Michael Frank, quelles répercussions la crise du coronavirus a-t-elle sur le Secrétariat de l’AES?

C’est bien sûr dans le domaine de la formation continue et des manifestations, très important pour l’Association, que nous ressentons le plus gros impact. L’Assemblée générale et la fête du jubilé ne sont pas les seuls rendez-vous qui tombent à l’eau: de nombreux cours et journées professionnelles sont aussi touchés. Lorsque cela est possible, nous organisons nos formations continues en ligne. Il s’agit également d’un terrain idéal pour développer des formes d’enseignement d’avenir, avec beaucoup d’opportunités. De plus, en mettant sur pied dès le début de la crise le Corona Forum pour les EAE, nous avons créé une plate-forme d’échange numérique pour la branche. J’ai été ravi de constater qu’en termes de digitalisation et d’infrastructure informatique, l’Association était parée pour pouvoir fonctionner sans problème virtuellement aussi – ainsi, les processus de consultation, par exemple, ont certes lieu par voie numérique, mais ils se poursuivent au même rythme qu’avant. Les commissions siègent elles aussi, poursuivant leur travail via nos plates-formes numériques. Et jusqu’à présent, les expériences sont concluantes.

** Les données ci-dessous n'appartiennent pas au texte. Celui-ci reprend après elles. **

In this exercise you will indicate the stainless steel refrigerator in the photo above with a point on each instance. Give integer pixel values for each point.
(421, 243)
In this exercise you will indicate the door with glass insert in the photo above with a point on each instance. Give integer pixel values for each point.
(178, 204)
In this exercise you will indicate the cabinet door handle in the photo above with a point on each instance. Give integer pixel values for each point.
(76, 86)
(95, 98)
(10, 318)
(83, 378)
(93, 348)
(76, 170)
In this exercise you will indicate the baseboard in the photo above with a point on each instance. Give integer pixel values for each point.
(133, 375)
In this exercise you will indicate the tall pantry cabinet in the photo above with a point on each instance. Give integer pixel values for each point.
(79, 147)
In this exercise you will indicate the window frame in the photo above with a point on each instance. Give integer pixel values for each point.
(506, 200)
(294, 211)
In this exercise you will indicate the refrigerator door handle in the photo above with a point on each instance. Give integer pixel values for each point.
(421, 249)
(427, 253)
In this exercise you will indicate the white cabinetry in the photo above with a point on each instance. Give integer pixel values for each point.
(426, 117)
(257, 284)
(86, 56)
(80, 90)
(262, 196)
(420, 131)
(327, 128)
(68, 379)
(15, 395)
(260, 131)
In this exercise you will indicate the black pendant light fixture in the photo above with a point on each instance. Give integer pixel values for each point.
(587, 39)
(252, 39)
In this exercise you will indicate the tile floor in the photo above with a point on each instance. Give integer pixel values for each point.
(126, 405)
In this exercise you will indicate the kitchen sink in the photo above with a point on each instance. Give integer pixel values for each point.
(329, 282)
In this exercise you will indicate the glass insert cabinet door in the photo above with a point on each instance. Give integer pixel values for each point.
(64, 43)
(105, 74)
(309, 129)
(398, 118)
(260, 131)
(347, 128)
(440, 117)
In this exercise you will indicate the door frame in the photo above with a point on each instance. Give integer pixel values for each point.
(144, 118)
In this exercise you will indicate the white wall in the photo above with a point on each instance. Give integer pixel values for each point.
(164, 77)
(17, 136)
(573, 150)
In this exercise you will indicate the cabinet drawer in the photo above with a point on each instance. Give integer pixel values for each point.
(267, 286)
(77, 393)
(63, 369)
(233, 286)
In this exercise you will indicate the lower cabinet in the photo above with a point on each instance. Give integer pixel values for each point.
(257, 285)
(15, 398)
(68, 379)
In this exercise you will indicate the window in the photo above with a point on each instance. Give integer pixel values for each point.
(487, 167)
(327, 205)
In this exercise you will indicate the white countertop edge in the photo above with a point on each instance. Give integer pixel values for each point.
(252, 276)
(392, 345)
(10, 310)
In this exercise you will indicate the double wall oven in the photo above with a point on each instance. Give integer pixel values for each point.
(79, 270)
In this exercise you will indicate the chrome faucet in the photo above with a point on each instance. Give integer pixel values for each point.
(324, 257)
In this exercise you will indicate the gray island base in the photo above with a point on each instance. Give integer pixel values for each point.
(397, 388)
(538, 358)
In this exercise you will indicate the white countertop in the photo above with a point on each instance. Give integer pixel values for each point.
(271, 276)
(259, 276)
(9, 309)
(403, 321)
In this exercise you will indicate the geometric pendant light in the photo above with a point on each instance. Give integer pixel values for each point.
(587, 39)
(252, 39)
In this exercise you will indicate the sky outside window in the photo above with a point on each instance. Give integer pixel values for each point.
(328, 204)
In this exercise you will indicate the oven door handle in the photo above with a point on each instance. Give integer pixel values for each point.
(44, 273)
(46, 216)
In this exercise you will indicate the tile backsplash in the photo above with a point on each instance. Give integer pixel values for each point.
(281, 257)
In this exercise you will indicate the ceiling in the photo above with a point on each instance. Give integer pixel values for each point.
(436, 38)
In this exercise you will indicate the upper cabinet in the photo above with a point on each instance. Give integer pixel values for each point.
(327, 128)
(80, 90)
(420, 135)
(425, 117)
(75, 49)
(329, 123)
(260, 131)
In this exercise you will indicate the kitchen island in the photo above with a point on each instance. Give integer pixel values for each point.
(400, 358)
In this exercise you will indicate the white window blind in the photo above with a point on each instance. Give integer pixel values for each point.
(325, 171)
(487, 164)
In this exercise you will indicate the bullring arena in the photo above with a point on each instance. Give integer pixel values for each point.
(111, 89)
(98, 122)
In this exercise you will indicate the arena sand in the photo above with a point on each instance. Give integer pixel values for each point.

Si l’on met de côté le coronavirus, quels sont les thèmes qui vont occuper l’Association pour le reste de l’année?

Actuellement, c’est surtout la prise de position sur la révision de la LEne qui nous occupe. Étant donné que, comme l’a mentionné le Président, le marché ne créera pas suffisamment d’incitations à investir, un encouragement supplémentaire est nécessaire pour mettre en œuvre la Stratégie énergétique. Mais nous ne perdrons pas non plus de vue les thèmes du climat, de la décarbonisation et de la biodiversité, qui seront aussi toujours au centre de nos préoccupations. Nous constatons que le conflit entre protection et utilité s’accentue. Mais si l’on veut la transition énergétique, il faut aussi supporter qu’elle ait lieu. Cela signifie qu’il est de notre responsabilité d’exploiter le potentiel des énergies renouvelables en Suisse.